RDP 2025-06: An AI-powered Tool for Central Bank Business Liaisons: Quantitative Indicators and On-demand Insights from Firms 6. Conclusion

Central banks rely on timely, accurate, and nuanced economic signals to assess current economic conditions and support effective monetary policy, especially during periods of heightened uncertainty. The RBA's extensive business liaison program has long provided qualitative and quantitative intelligence directly from firms, complementing insights from official statistics and other data as well as econometric models.
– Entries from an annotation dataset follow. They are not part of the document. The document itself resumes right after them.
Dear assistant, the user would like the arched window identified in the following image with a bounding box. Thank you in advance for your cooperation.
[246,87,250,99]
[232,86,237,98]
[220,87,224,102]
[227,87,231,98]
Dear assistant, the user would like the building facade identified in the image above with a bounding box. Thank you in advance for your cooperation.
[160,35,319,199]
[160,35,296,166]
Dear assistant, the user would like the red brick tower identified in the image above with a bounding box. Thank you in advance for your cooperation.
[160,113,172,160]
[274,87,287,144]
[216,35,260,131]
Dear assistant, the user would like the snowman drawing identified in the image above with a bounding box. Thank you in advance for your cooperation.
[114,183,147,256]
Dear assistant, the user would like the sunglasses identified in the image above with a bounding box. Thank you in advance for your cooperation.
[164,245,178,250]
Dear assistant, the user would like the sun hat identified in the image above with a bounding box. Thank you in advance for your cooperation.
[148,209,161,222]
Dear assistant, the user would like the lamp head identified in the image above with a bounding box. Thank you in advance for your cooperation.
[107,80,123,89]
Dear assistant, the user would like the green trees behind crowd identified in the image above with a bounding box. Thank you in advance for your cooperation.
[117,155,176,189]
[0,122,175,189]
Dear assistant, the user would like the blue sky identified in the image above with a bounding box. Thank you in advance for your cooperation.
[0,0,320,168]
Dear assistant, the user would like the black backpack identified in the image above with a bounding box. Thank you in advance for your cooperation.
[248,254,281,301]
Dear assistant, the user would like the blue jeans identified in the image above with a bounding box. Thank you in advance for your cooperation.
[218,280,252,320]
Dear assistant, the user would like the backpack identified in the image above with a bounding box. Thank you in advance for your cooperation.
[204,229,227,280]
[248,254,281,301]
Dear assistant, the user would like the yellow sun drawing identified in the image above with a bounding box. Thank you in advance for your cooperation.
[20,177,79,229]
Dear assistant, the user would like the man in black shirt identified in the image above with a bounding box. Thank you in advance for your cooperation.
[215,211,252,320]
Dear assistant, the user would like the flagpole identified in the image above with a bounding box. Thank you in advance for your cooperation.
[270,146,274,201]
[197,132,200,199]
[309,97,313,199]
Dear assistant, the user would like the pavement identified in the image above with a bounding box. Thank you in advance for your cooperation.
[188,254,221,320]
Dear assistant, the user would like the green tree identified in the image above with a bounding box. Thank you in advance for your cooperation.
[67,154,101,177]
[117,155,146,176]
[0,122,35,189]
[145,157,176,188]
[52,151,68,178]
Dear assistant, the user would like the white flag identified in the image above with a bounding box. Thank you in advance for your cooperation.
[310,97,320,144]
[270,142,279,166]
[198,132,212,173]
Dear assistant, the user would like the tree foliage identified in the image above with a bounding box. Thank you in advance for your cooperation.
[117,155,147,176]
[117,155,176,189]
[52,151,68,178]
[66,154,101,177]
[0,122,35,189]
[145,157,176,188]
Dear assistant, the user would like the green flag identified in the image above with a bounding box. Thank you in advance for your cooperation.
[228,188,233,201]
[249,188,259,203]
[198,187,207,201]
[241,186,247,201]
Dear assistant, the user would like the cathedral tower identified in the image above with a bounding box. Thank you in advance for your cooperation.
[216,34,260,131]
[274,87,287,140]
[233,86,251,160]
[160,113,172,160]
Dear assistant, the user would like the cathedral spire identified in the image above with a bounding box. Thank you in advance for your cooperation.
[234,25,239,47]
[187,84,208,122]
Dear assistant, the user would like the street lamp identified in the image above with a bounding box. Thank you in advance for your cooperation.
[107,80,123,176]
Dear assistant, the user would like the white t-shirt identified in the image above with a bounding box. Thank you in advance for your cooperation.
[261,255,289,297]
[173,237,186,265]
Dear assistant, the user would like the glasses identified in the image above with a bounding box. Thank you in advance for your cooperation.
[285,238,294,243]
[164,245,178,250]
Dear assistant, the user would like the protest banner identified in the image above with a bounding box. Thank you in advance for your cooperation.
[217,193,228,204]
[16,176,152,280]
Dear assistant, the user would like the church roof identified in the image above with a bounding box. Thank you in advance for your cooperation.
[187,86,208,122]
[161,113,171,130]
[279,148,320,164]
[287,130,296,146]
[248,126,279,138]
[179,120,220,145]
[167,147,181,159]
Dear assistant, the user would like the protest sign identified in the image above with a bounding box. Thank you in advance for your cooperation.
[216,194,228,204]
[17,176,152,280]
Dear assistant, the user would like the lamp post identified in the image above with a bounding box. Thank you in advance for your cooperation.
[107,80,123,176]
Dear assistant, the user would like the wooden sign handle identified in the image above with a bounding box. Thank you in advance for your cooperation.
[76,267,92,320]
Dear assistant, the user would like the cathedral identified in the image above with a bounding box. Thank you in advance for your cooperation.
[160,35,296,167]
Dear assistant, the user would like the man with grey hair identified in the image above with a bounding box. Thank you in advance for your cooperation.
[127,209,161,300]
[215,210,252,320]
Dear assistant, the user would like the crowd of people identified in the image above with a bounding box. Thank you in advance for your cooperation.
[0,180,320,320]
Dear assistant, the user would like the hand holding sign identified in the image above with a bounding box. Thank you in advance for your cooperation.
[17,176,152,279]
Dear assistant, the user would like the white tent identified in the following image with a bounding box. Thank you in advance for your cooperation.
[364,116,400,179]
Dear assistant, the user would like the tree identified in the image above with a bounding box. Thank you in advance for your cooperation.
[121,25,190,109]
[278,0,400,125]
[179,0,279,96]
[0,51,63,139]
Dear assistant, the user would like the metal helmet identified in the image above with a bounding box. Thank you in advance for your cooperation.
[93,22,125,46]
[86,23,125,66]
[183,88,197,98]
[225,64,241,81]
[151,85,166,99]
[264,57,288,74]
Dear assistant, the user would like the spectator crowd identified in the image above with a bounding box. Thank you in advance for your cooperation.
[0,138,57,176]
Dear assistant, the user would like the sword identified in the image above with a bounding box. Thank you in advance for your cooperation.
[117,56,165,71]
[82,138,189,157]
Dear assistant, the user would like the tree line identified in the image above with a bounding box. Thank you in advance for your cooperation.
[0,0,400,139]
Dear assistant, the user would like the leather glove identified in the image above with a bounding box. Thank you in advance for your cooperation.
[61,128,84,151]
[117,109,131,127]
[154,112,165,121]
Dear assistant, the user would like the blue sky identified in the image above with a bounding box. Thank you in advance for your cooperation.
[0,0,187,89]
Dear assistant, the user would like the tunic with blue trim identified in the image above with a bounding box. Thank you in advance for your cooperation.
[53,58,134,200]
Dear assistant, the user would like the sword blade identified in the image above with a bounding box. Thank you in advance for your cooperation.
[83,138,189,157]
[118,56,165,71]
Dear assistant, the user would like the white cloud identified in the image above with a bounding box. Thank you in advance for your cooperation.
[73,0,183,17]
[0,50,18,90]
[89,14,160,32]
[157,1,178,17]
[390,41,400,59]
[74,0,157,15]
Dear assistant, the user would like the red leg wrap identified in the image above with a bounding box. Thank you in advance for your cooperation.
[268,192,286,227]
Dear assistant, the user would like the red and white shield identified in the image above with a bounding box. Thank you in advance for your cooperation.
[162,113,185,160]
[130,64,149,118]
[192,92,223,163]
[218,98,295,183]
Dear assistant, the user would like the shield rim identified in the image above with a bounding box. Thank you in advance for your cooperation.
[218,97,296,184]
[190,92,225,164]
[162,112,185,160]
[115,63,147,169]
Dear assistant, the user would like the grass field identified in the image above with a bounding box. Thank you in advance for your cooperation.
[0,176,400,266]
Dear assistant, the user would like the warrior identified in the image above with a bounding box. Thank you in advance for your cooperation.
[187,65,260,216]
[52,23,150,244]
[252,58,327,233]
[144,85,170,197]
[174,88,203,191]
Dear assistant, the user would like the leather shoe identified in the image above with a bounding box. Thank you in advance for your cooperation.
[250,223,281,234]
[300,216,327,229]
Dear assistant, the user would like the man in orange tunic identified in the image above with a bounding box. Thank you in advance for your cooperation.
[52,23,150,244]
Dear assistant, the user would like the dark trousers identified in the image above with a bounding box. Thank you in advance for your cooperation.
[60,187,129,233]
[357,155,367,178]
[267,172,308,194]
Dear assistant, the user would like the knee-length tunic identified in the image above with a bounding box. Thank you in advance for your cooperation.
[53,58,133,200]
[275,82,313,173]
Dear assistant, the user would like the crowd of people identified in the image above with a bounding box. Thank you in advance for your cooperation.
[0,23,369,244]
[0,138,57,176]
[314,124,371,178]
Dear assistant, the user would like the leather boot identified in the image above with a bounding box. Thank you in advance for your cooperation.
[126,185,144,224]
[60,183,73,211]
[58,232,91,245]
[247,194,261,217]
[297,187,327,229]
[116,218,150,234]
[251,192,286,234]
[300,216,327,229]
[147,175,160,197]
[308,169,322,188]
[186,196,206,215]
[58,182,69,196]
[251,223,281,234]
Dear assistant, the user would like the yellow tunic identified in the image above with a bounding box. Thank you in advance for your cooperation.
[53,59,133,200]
This paper introduces a new artificial intelligence-powered text analytics and information retrieval tool to enhance the analysis of the information collected through the liaison program. This system leverages recent advances in NLP to process and analyse around 25 years of confidential liaison information, covering around 22,000 firm-level interactions, with all analytics taking place within the RBA's secure information technology environment. The tool enables analysts to quickly filter, query and aggregate liaison messages at scale, greatly enhancing their efficiency and ability to respond to ad hoc demands and systematically assess information.

It introduces several new capabilities, including rapid document querying, topic and tone classification, quantitative signal extraction (such as firms’ self-reported prices growth), and uncertainty measurement from qualitative text. Our paper also presents some validation exercises showing that the new NLP-based capabilities produce accurate results when manually reviewed against human benchmarks. However, it will always remain critical for economists using the tool to interrogate, validate and apply judgement to any LM-based outputs.

We show that integrating a large number of liaison-based indicators into model-based nowcasts for growth in the official measure of aggregate wages significantly improves nowcasting performance compared to a best-in-class baseline Phillips curve model. Specifically, the best-performing machine learning shrinkage approach (lasso) significantly reduces nowcasting errors by meaningful magnitudes. Our results reinforce the value of liaison intelligence as well as the importance of applying shrinkage-based machine learning methods.

Overall, this work makes several key contributions. It provides the first detailed technical description of a systematised, large-scale text-based analytics and information retrieval system for central bank business liaison data. Our code is also publicly accessible to foster similar implementations and improvements across other central banks. Additionally, the paper extends an emerging literature on NLP applications in macroeconomics and highlights how capturing timely, narrative business information can materially enhance the accuracy and responsiveness of nowcasting models, especially in more uncertain economic conditions.

We consider our paper the tip of the iceberg in terms of integrating transformer-based LMs into information retrieval systems for corporate intelligence. While the LMs we work with in this paper – with 100s of millions of parameters – were considered ‘large language models (LLMs)’ at the time of their release, today a typical LLM has billions or trillions of parameters. With more computing power, future work could use these models to improve on the capabilities we have introduced, as well as introduce new ones, such as tense detection, to construct forward- and backward-looking indicators. It will also be useful to extend our empirical nowcasting exercise to other key macroeconomic variables beyond wages growth to further explore the value of central bank liaison information for predictive models.